But if you as the proverbial CTO were to suggest going with assembler, people would (drum roll) use my arguments against you. Assembler needs a lot of Something Else to go on top of it and with it to make it generally useful.

This is not to say that there's anything wrong with it in and of itself. But if you want to address cross-cutting concerns in a project, you are shit out of luck. You would invent a... drum roll... high level programming language to go with it. You would also likely want to have some sort of state management to go with that. And error handling, configuration management, various abstractions such that those become ergonomic to use.

Please tell me you get the point now, because so far... you really haven't. I understand your points, but they are not directed at my point and we do not necessarily disagree about anything.

@hurril the equivalent of frameworks in Haskell, in the context of this discussion, are language extensions.
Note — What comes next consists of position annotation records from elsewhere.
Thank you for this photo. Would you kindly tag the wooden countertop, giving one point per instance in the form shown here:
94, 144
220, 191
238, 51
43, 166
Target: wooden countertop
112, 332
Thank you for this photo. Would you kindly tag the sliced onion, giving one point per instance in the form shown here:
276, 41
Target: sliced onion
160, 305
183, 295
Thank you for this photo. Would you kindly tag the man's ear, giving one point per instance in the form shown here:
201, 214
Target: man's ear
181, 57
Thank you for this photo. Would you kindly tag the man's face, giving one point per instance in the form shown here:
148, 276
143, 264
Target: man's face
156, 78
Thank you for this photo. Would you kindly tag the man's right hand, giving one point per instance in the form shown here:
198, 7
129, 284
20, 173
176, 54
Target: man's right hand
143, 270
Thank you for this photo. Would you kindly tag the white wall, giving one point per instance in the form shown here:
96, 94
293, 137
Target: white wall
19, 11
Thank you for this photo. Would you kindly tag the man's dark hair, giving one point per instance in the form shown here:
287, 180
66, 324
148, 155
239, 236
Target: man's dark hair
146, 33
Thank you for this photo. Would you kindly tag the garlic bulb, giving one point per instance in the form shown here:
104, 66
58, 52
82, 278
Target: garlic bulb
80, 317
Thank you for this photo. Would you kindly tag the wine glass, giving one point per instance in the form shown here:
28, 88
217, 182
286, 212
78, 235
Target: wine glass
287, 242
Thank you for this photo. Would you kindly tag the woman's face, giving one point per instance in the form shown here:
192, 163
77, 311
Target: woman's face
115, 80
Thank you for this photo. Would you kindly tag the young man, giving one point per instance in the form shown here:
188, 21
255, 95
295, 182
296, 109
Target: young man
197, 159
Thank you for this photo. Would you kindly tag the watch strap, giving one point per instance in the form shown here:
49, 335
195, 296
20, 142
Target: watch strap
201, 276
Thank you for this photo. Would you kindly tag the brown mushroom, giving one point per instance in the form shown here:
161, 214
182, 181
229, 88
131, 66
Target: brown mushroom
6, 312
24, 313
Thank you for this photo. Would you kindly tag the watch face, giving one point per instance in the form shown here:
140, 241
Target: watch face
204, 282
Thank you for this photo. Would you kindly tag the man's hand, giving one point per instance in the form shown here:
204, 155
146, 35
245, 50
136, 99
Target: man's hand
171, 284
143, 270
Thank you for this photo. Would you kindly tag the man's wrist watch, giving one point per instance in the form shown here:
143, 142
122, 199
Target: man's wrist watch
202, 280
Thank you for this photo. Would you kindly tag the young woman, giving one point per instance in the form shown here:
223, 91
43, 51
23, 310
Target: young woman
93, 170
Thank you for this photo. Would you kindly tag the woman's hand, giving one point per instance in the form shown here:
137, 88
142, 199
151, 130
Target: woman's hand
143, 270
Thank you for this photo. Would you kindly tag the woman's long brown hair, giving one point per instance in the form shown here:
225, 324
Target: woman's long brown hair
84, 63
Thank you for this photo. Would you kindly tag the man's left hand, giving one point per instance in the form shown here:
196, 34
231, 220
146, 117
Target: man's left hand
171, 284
I'd say the situation with those is even worse than the framework fad problem in Java or Javascript.
Language extensions don't suddenly turn compile-time errors into runtime errors like certain reflection-heavy Java frameworks do.

But it's true that there's too many different ways of writing Haskell and that makes it very unapproachable to beginners (considering that the core language is not easy to learn to begin with).

> Language extensions don't suddenly turn compile-time errors into runtime errors

You need -fdefer-type-errors for that!

Hmm, not sure what you mean about language extensions. Most language extensions just remove unnecessary restrictions in the language. What are you thinking of?
SD = ?
software development, from the context
There memory cards you stick in old cameras, I assume.
The problem isn't even the hype, it is that every problem now needs to take the shape of the framework. No matter how powerful your framework is, it lends itself to certain problems well and to others not so much.

If all you have is a hammer everyrhing looks like a nail. So instead of openly thinking about what the best solution would be in terms of architecture, interfaces etc, you try to push things into a framework that may or may not fit the problem at hand. If it does, as long as it does: Great.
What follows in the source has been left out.